Like many gardeners, I am always keen to get more plants for free. Therefore I like plants that self-propagate easily - within reason! Not all prolific self-propagators are welcome. For instance, I still keep finding little seedlings of Golden Feverfew, which I have not consciously grown in my garden for at least 10 years.
This is a Pulmonaria (Lungwort) growing at the base of my Cherry tree. It arrived here of its own volition, and is evidently planning to stay.
And not just to stay, but also to colonise! Just look at the number of little seedlings in the shingle surrounding it:
Much as I like Pulmonaria, most of those will have to go!

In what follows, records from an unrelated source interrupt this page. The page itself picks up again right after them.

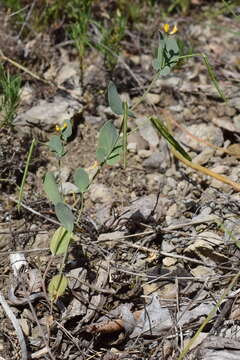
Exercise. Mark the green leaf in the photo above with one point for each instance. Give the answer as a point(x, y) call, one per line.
point(51, 188)
point(100, 155)
point(60, 241)
point(67, 132)
point(81, 179)
point(114, 99)
point(158, 124)
point(57, 286)
point(65, 216)
point(115, 155)
point(56, 145)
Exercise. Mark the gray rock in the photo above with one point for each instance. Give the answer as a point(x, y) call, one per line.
point(154, 161)
point(47, 114)
point(152, 99)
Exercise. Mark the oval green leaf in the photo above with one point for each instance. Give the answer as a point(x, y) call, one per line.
point(65, 216)
point(60, 241)
point(81, 179)
point(57, 286)
point(158, 124)
point(51, 188)
point(100, 155)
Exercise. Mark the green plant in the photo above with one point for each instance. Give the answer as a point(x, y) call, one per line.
point(108, 152)
point(10, 86)
point(182, 4)
point(111, 37)
point(111, 145)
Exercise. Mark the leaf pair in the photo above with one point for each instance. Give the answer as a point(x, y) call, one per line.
point(63, 211)
point(167, 54)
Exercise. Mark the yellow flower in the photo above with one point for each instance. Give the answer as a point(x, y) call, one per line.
point(166, 28)
point(58, 128)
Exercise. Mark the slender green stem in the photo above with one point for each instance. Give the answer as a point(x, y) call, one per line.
point(34, 141)
point(209, 317)
point(125, 121)
point(145, 92)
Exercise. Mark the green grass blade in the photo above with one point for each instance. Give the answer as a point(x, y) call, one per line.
point(158, 124)
point(125, 121)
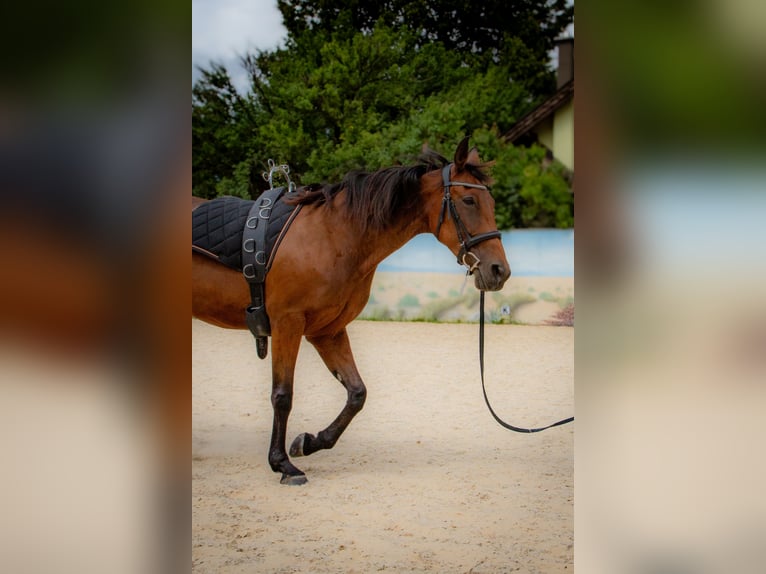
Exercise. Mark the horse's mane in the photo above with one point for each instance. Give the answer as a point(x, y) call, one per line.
point(376, 200)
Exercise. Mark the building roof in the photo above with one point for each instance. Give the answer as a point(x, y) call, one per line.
point(563, 95)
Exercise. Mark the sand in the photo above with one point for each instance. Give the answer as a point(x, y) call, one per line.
point(423, 480)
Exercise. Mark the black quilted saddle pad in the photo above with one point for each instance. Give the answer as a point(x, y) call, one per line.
point(217, 228)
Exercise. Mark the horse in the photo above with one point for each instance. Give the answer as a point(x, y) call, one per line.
point(322, 273)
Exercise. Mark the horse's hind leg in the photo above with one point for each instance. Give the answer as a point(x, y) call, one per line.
point(336, 354)
point(286, 338)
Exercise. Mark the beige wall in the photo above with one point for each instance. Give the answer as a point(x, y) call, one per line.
point(563, 135)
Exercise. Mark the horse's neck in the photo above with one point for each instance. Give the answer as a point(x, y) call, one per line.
point(376, 246)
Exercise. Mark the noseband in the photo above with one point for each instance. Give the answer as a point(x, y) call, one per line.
point(464, 237)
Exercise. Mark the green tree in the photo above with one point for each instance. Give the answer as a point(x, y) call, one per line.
point(222, 126)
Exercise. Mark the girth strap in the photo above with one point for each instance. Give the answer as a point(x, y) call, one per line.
point(254, 264)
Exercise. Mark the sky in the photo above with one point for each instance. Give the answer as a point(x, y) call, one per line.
point(222, 30)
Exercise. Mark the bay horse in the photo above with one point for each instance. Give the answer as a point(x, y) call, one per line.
point(322, 273)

The Japanese Anemone "September Charm" is equally bent on world domination:
It spreads rapidly via underground roots, sending up a new plantlet every so often, just like the Strawberry:
All along the edge of the border there are little Anemone plants. I have pulled up any that have made it out into the shingle. Enough is enough!
Just near the Anemone is my clump of Wild Garlic, which is also enthusiastic - perhaps TOO enthusiastic!
It's reasonably under control at present, but I have already noticed bits of it appearing at the other side of the garden. Presumably seeds get distributed by the wind...
This next plant however is one which I am actively encouraging to propagate. It is the Snakeshead Fritillary.
It grows easily from seed, and the tall flower-stems assist in spreading the seed afar. Look at this little line of Fritillary seedlings next to the border edging:
The flowers are only at the bud stage right now, but you can already see their mottled colours beginning to emerge.
Here's another vigorous self-seeder for you - the Red-veined Sorrel:
It looks pretty (as well as being edible), but once you introduce it into your garden it will be with you for ever!